Türk dilinin, millî bütünlüğü sağlamada nasıl bir etki ve güce sahip olduğu hakkındaki düşünceler

 Türk dilinin, millî bütünlüğü sağlamada nasıl bir etki ve güce sahip olduğu hakkındaki düşünceler
İnsanların karşı karşıya oldukları zaman konuştukları dile konuşma dili denir. Konuşma dili, günlük ihtiyaçların karşılanmasında kullanılan, kelime hazinesi pek zengin olmayan, doğal ve canlı bir dildir. Konuşma dilinde ağız ve hatta şive farklılıklarına rastlanabilir. Dilin bütün kurallarına uyutmayabilir. Konuşma dilinde el , kol, yüz hareketlerinin de belli oranda yeri ve değeri vardır.

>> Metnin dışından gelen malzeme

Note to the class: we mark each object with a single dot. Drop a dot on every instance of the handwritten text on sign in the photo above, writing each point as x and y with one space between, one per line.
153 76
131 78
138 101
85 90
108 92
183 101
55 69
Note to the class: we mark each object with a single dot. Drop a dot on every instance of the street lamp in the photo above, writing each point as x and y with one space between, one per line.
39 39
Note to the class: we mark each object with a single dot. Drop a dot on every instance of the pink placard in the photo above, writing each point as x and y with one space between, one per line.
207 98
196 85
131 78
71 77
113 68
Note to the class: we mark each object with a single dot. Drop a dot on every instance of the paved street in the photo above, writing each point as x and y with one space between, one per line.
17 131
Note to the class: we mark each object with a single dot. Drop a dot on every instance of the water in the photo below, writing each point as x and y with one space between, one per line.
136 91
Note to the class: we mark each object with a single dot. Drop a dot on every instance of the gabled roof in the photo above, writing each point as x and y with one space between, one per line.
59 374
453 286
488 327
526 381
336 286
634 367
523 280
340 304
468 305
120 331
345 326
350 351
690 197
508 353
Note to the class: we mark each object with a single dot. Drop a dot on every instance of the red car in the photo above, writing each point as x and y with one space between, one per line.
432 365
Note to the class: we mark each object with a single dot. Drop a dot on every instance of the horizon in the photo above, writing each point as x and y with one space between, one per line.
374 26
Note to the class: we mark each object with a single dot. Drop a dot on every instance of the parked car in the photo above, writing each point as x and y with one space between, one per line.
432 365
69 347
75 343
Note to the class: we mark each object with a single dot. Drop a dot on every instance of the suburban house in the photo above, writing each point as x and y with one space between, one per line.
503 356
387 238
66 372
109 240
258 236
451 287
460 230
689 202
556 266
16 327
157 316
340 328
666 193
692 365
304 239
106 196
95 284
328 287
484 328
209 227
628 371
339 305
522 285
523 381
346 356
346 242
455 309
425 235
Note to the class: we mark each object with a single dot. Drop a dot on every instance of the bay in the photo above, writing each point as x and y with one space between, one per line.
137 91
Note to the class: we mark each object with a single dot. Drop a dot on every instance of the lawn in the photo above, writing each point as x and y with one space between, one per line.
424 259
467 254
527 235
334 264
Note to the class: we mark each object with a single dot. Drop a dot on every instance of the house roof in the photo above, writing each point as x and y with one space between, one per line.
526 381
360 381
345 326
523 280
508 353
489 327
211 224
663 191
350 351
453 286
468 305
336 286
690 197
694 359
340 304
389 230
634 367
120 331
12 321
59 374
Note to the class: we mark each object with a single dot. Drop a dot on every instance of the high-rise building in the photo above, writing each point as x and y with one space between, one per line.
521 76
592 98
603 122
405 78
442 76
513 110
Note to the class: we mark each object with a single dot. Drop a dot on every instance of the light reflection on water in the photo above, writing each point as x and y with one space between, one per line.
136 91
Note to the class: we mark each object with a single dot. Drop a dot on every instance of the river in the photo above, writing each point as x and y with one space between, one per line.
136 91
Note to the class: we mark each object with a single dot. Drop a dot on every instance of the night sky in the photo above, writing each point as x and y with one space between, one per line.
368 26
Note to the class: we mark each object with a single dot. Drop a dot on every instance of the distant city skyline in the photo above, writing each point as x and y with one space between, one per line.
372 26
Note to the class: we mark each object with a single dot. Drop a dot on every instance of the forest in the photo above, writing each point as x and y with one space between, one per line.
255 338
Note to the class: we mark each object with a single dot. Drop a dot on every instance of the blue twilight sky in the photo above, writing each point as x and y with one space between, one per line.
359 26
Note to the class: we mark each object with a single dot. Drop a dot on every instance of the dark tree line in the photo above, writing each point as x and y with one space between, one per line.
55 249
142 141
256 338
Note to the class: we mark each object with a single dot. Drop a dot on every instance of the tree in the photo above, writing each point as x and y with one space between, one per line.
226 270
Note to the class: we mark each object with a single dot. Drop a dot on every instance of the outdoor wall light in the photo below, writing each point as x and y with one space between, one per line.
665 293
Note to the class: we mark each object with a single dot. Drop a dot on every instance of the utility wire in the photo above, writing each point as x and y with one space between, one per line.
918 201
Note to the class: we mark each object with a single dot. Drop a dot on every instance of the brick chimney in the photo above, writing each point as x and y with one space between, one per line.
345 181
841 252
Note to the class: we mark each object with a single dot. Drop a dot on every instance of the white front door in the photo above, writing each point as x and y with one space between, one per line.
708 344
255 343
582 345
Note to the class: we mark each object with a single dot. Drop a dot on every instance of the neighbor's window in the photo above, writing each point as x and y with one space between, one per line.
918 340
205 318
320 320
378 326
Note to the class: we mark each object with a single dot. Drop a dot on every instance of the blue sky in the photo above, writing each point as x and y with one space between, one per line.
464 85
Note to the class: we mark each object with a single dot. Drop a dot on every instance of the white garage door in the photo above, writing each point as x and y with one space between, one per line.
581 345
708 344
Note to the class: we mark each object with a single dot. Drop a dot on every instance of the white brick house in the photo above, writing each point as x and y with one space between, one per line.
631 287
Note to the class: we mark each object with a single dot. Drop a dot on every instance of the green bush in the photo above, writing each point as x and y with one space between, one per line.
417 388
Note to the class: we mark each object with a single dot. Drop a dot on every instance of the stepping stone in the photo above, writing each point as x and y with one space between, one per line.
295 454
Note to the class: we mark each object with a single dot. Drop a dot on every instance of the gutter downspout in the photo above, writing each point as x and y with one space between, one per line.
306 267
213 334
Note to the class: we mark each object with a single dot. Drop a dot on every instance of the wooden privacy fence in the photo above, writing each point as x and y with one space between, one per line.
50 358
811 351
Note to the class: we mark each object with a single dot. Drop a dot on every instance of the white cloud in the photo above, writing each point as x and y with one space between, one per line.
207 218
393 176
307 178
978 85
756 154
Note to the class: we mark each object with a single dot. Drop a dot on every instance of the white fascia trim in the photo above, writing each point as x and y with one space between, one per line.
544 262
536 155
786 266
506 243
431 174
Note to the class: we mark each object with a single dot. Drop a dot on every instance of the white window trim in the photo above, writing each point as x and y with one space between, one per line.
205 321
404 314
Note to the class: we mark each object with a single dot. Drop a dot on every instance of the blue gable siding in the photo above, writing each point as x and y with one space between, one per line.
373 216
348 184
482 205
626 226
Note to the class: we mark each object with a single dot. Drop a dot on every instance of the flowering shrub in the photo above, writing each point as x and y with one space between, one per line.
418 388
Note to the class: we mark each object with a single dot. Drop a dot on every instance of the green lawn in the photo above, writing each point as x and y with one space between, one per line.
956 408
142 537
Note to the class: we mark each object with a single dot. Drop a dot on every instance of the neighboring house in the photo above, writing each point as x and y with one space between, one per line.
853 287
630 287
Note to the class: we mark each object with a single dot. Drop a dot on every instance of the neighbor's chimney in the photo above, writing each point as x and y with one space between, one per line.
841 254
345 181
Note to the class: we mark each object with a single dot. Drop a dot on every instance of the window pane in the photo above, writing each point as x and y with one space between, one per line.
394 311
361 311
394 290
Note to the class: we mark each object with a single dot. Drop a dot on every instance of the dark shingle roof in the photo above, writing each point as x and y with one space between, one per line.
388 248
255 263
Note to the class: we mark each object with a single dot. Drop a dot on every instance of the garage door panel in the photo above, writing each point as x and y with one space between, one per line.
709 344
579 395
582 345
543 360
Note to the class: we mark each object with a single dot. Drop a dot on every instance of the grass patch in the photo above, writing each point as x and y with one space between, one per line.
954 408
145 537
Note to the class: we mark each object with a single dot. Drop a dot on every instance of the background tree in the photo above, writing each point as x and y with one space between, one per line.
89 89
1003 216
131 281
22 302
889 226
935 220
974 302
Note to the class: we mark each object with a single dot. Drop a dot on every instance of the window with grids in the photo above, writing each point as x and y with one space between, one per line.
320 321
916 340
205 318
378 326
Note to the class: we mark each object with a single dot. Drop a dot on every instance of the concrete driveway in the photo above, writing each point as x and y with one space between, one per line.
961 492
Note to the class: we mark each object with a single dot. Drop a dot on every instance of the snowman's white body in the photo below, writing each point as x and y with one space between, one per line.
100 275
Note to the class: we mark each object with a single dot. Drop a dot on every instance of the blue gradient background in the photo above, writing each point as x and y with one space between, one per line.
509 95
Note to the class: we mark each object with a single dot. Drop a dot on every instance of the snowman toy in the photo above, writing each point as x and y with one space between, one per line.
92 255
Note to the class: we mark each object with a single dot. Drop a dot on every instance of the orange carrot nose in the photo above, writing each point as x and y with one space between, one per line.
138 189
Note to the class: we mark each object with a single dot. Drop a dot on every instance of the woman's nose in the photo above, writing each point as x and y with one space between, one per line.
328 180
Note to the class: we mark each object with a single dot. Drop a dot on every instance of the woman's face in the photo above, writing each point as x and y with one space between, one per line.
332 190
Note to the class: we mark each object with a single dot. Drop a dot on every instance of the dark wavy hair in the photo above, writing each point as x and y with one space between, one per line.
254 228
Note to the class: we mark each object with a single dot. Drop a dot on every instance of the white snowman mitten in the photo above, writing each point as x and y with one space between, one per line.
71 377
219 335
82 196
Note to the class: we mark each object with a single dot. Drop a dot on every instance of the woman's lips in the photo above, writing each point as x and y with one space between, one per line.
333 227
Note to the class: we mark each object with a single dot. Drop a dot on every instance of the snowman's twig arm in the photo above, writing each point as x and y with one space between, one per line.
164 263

Yazı dili, yazıda kullanılan dildir. Asıl kültür ve medeniyet dili, kelime hazinesi zengin olan dil, yüksek seviyeli, kalıcı dil yazı dilidir. Ancak kültür ve medeniyet yönüyle gelişmiş, büyük milletler dillerini yazı dili seviyesine çıkarabilmişlerdir. Göktürk Yazıtlarıyla 8. yüzyılda yazı dili seviyesine ulaştı­ğını bildiğimiz Türkçe, dün olduğu gibi bugün de dünyanın sayılı büyük dillerindendir.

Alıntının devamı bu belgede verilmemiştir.